'you need to fight'
"You need to fight, and we're here to help you."
In September of 2021, the height of the pandemic's Omicron wave, Wanda Correa was living a normal life in Central Kentucky when she fell ill, and before she knew it, was in serious trouble. "One day, I couldn't breathe."
Wanda would be diagnosed with both Covid-19 and pneumonia. She was hospitalized and then sent to a long-term care facility, where she would remain for three months as her condition deteriorated.
"I woke up one day, and my eyes were heavy, and I began to panic," she recalled. "I couldn't move my legs or arms. I could only move my head."
That's when she was transferred to the Respiratory Care Center at Rockcastle Regional Hospital.
Immediately, she felt more comfortable with her treatment because her care team, led by Dr. Karen Saylor, "explained to me what was going on," she recalled. They told her what they were doing and why they were doing it, and they offered encouragement and support. But they also challenged her.
"You need to fight," she recalls hearing from them, "and we're here to help you." Her long road back had begun.
"I said I want to fight because I want to see my kids and family again," Wanda said. "I want to fight, and fight, and fight."
The care team would say to her, '"I know you can do it,' and then I would do it."
She would need all the determination she could muster, because the fight was going to be long. Days turned into weeks, weeks to months.
She remembers milestones such as the day therapists capped her tracheostomy, a surgically created hole through the front of the neck and into the windpipe, enabling her to talk for the first time in months.
It was an emotional moment. "When I heard my voice, I almost cried."
Gradually, respiratory therapists began taking her off the ventilator to allow her to breathe on her own for increasing periods of time.
With each day, her time on the ventilator dwindled, and her appreciation for the care she was receiving grew. They once aroused her fighting spirit; now that fight was giving way to gratefulness.
As she continued to recover, Wanda, who is originally from Puerto Rico, made an authentic Puerto Rican meal - including chicken, rice, shrimp, mofongo - for the staff she'd grown to see as family.
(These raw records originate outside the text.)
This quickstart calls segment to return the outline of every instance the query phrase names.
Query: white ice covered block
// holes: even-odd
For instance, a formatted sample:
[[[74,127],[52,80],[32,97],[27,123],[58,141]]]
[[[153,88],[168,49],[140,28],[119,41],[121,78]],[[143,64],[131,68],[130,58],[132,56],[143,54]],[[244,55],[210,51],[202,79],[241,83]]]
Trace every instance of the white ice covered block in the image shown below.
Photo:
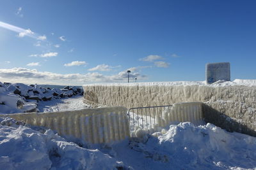
[[[230,64],[229,62],[208,63],[205,67],[206,82],[208,84],[221,80],[230,81]]]
[[[188,102],[175,103],[173,106],[165,111],[164,115],[166,126],[172,122],[190,122],[199,124],[203,121],[202,104],[201,102]]]
[[[1,116],[32,125],[46,127],[62,136],[73,136],[91,143],[109,143],[130,136],[127,108],[124,107]]]

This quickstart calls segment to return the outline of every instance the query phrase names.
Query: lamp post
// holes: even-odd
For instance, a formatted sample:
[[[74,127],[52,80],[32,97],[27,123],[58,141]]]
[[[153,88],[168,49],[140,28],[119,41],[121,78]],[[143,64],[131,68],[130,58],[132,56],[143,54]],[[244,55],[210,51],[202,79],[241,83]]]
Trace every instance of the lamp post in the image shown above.
[[[127,71],[127,74],[128,74],[128,83],[129,83],[129,74],[131,73],[131,71],[128,70]]]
She cried when in May of 2022, after nearly five months, she heard this from unit secretary Krystal Thompson: "Wanda, I've got your papers. We're going to send you home."
In September, she even returned to Rockcastle to organize a baby shower for one of the Rockcastle team. "She planned the whole thing," Thompson said.
Now she is fully recovered, getting good reports from her pulmonologist, and continuing to surprise those around her, including her family physician, with her progress.
"When my family doctor first saw me after I was discharged, she started crying and hugging me. She said she didn't expect to see me again."